Psychiatry After Postmodernism


“If language is inherently unstable, then how can we hope to diagnose illness accurately?” asks psychiatrist Mark Salter in an article for iai news. “Naming things, abstract or concrete, is a form of categorization,” but, he adds, “it is important to remember that our categories say more about the categorizer than the categorized.”



  1. Great paragraph from the article itself, here,

    “Constellation’ is a useful word. On looking into the sky on a cloudless night, the ancients saw the stars pretty much as we do today and fell back on their own cherished myths and stories to explain what they saw; The Hunter, the Great Bear, the Princess and so on. We know now that those blazing patterns of light in the night have no value or meaning in an astronomical sense. Those stars are in fact vanishingly distant balls of blazing hydrogen scattered through the galaxy and beyond that happen to fall in our line of sight. The patterns they throw on our eyes and our minds are nothing more than a reflection of our own point of view. Much the same can be said today about the way we categorise diseases of the mind. Unless our culture rediscovers the significance of the bigger world around all of us – our relationships, our air, our fibs, our myths, our habits, hopes and dreams – the journey towards diagnostic wisdom will remain stalled for some time to come.”

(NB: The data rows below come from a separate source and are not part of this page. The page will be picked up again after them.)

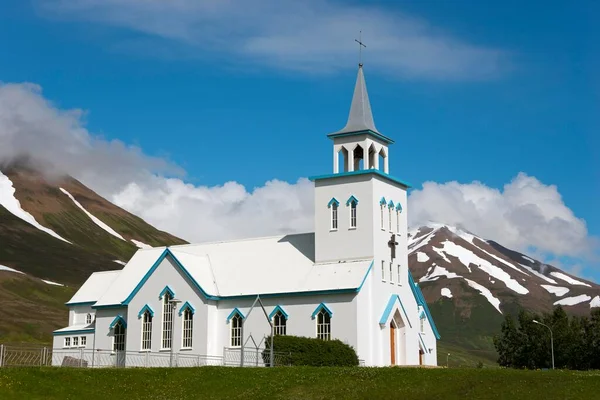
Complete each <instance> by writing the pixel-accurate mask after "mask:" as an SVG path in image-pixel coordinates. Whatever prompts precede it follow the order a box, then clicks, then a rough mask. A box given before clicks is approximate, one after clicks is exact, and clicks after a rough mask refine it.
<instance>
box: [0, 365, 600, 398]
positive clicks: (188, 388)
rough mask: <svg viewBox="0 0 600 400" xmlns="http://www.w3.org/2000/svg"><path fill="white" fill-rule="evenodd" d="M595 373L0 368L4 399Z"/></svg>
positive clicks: (499, 370)
mask: <svg viewBox="0 0 600 400" xmlns="http://www.w3.org/2000/svg"><path fill="white" fill-rule="evenodd" d="M599 393H600V372H599V371H594V372H574V371H520V370H506V369H498V368H495V369H486V368H483V369H452V368H450V369H445V368H438V369H419V368H325V367H323V368H309V367H282V368H233V367H229V368H227V367H202V368H189V369H186V368H174V369H167V368H163V369H102V370H90V369H69V368H0V398H2V399H3V400H9V399H30V400H33V399H85V400H92V399H128V400H130V399H169V400H174V399H246V400H250V399H394V398H404V399H419V400H421V399H461V400H463V399H511V400H512V399H527V400H535V399H543V400H548V399H594V398H598V394H599Z"/></svg>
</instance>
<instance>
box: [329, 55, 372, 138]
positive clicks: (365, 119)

    I have always felt this is a great analogy for illusory mental illnesses. Constellations of stars only have a relationship in that the human observer projects a connection onto certain groups of stars that don’t naturally go together. The same phenomenon applies to illusory constellations such as schizophrenia, bipolar, and borderline personality. These groupings along a continuum are not in fact more related to each other than they are to other problems/”symptoms” up or down the continuum or emotional problems.